Abstract
Many ocean applications such as control optimization of wave energy converters and ship navigation rely on ocean wave prediction to improve the efficiency and safety of offshore operations. The two main types of ocean wave prediction methods are deterministic sea wave prediction (DSWP) and same point prediction. DSWP are based on several upstream wave measurements, which aid in prediction but are expensive due to the amount of measuring equipment necessary. Furthermore, the majority of DSWP are physical models that work on certain sea states such as deep water condition and are based on a knowledge of ocean physics and the assumptions of linear wave theory. On the other side, same-point prediction solely uses past measurements to estimate future sea elevation, which reduces measurement costs but adds extra complexity. For same-point prediction, researchers in the existing literature apply data-driven models such as auto-regressive models or neural networks; nevertheless, neural networks do not perform better.

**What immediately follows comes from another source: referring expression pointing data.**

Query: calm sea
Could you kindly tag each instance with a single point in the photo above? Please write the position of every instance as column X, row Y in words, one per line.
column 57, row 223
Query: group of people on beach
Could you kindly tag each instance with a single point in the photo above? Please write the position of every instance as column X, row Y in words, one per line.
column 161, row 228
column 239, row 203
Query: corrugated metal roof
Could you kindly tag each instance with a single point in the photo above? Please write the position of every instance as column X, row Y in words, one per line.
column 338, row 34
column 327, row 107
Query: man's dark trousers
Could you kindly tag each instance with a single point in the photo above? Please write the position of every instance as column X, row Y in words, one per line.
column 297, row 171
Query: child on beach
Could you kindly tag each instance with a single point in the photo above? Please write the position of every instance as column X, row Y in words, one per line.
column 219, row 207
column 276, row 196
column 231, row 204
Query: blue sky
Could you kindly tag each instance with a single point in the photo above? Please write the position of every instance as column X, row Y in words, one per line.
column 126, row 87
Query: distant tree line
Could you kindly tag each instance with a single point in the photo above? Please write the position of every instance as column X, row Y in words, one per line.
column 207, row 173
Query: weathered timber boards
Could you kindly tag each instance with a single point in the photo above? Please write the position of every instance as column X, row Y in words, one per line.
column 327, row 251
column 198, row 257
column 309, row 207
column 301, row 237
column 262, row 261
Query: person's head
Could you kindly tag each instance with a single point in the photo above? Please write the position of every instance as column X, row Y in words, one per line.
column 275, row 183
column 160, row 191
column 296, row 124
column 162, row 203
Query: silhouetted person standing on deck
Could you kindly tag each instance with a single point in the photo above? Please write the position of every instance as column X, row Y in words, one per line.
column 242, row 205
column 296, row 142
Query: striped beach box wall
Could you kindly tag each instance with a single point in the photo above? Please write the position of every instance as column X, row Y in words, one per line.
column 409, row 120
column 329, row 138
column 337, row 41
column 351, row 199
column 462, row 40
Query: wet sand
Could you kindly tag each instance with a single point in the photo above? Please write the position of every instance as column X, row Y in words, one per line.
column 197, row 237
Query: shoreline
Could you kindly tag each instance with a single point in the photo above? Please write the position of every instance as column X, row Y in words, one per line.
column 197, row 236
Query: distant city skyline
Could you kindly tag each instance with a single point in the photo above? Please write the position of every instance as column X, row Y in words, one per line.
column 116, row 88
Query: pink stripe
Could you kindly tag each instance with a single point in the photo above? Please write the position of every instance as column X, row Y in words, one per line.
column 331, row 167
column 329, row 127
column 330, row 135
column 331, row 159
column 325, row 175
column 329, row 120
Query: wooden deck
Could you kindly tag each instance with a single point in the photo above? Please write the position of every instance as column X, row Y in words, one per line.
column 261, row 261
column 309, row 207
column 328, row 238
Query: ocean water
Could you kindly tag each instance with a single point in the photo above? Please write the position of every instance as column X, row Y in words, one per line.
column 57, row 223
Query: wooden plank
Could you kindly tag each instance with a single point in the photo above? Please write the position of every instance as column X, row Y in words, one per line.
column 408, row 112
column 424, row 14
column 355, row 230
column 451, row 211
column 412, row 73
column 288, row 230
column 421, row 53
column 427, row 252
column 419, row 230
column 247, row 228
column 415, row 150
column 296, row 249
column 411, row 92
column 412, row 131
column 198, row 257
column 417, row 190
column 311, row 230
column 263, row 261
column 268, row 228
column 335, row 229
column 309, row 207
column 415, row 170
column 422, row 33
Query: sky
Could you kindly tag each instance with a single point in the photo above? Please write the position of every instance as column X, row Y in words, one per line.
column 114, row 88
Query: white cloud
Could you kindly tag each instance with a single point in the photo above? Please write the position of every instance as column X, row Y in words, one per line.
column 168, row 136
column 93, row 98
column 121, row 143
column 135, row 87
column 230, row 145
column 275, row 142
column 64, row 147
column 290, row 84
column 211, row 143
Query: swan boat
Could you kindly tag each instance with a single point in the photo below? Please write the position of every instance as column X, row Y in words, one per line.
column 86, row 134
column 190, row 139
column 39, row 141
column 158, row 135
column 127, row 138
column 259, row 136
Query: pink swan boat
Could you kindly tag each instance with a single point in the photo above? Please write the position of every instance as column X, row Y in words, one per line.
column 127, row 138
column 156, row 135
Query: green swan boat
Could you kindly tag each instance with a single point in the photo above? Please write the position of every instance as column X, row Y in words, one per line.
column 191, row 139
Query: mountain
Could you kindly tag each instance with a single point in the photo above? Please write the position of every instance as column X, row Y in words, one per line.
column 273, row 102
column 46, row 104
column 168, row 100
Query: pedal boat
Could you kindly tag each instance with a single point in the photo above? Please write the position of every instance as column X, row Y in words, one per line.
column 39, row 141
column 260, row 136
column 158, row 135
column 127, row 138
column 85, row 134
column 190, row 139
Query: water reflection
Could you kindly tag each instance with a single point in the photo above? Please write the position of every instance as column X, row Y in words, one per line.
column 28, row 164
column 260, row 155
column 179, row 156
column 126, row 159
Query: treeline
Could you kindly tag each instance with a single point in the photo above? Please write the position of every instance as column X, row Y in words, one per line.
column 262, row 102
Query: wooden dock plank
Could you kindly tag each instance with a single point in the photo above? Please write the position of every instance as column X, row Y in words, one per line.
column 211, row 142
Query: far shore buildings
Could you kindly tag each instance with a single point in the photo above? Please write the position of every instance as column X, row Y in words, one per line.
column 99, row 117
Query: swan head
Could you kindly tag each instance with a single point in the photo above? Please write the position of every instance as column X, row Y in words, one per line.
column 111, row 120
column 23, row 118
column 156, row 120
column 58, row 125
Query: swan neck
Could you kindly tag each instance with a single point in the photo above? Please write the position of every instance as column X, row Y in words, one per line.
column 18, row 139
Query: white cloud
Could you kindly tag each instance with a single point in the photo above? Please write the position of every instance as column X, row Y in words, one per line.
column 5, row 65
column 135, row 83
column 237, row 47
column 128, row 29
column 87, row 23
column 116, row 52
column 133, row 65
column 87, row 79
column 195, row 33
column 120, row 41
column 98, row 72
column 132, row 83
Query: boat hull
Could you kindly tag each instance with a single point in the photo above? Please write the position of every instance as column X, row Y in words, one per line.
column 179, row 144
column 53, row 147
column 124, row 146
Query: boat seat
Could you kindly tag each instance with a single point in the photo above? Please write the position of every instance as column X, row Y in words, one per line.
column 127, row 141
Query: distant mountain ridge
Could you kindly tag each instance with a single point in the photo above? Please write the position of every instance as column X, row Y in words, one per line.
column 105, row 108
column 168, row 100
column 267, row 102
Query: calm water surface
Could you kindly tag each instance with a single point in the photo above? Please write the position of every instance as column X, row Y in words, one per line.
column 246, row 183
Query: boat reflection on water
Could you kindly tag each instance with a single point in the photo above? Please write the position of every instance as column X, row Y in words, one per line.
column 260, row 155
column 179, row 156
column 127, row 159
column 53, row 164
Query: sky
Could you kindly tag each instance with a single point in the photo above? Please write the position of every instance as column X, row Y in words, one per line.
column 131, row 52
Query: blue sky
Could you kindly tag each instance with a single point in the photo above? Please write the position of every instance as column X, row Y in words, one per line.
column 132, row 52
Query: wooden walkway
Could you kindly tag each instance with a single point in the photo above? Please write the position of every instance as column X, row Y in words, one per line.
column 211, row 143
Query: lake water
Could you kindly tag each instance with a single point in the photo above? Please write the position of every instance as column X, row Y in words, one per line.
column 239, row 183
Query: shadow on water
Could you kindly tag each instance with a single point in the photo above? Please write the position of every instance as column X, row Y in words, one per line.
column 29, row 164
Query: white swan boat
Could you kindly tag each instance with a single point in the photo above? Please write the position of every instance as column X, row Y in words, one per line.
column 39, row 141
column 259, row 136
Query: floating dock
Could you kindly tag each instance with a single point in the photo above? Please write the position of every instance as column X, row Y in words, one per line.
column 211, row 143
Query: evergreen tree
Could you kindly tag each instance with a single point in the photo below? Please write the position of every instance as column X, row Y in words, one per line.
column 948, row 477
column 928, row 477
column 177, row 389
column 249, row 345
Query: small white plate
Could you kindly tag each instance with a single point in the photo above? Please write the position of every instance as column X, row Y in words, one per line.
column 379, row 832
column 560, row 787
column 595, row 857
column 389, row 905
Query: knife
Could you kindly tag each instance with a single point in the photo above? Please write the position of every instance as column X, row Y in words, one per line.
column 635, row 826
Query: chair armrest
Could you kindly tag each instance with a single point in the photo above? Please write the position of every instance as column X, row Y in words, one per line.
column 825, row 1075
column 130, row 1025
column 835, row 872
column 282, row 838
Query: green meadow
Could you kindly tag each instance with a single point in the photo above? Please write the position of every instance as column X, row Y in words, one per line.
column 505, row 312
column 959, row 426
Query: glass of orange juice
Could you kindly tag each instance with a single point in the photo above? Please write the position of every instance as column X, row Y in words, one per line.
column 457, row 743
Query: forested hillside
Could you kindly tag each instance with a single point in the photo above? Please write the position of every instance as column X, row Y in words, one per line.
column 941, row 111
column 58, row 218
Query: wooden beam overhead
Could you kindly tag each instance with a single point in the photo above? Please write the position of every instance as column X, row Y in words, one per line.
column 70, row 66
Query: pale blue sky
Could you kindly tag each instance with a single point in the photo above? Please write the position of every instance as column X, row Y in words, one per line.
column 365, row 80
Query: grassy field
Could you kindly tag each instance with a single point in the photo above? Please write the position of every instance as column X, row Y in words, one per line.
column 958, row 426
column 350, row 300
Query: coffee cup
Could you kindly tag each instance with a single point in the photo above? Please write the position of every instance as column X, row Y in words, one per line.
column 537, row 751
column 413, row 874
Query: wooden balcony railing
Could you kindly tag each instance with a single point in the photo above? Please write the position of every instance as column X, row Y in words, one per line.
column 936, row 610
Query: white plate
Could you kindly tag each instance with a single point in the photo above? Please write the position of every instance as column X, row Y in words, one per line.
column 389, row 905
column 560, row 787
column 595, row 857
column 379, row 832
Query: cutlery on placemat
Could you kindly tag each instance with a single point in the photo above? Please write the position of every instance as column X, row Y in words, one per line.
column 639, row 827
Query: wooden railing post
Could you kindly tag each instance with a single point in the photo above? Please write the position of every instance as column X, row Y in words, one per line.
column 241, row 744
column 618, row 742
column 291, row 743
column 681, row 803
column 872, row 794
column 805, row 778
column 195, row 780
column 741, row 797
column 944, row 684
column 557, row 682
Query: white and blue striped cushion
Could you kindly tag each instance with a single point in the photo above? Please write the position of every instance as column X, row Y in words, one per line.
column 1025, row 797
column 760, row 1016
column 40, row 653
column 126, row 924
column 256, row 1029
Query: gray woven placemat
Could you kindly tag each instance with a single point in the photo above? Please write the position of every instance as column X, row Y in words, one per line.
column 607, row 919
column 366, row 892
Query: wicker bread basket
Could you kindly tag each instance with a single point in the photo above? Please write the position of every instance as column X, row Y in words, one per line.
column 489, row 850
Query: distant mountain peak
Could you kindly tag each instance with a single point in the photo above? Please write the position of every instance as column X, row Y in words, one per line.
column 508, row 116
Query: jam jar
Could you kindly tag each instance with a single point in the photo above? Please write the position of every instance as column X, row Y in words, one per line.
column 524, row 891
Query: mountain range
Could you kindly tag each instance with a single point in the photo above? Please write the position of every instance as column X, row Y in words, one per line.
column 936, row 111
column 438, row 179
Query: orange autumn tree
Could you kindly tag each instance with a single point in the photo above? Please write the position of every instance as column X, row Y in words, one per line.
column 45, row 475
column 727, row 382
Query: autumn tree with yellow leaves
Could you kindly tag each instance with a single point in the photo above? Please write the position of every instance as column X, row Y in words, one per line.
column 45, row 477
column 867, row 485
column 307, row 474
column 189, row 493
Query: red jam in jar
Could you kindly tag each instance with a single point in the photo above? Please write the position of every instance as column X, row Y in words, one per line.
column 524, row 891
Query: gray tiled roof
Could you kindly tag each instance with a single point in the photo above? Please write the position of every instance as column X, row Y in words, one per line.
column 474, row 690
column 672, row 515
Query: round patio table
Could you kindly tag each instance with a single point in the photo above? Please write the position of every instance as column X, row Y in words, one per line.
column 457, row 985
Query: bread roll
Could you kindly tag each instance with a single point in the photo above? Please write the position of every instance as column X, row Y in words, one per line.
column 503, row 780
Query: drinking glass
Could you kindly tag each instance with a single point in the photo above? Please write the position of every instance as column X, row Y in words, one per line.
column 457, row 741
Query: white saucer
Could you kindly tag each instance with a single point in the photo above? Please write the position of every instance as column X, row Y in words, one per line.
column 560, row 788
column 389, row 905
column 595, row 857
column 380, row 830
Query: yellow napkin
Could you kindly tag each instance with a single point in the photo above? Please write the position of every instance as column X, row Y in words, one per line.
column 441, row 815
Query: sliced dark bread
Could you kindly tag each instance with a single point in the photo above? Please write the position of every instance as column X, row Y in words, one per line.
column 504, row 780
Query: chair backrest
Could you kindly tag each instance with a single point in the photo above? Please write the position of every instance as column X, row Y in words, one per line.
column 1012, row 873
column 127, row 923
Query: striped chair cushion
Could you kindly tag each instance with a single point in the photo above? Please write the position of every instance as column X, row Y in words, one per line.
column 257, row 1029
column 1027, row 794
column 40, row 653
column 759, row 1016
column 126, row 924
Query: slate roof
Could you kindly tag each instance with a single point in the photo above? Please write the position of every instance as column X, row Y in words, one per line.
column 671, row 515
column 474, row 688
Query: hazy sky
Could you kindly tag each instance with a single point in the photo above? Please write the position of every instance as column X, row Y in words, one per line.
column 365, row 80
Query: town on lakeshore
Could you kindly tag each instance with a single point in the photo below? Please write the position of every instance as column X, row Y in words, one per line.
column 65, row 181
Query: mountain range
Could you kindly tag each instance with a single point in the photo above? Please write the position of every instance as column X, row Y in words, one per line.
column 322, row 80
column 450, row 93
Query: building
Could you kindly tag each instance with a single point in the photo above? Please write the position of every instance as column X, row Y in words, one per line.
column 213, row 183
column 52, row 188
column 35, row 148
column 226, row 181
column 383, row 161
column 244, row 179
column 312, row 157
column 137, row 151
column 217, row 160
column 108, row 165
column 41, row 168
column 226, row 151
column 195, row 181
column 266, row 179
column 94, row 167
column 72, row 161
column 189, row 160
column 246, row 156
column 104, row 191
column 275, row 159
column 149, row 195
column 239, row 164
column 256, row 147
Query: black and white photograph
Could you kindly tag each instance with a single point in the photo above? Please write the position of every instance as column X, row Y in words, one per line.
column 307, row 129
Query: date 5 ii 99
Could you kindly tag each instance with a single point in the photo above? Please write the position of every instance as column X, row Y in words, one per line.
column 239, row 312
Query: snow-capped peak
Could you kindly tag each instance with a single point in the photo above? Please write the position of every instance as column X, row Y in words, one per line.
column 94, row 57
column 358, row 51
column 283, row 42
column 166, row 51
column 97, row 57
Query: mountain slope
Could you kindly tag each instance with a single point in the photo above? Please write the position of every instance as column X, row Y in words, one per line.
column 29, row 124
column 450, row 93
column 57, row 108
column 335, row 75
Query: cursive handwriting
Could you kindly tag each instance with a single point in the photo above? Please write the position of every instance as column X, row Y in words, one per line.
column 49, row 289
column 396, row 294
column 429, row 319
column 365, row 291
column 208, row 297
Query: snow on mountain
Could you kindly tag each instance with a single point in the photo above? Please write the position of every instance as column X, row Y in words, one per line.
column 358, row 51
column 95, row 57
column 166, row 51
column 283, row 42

In this paper, we examine the performance of Temporal Convolutional Networks (TCNs) and traditional Artificial Neural Networks (ANNs) for short-term ocean wave prediction on the same point wave measurement. With dilated causal convolutional layers and residual blocks, TCNs are designed to extract features from complex long-term patterns and capture the nonlinearity of the wave time series data. Wave time series data are simulated using the Pierson-Moskowitz spectrum with different levels of non-linearity for the experiment. The experiment results illustrate the efficacy of two deep learning models as influenced by nonlinearity and noise levels, but TCNs do not outperform ANNs in the same point wave prediction.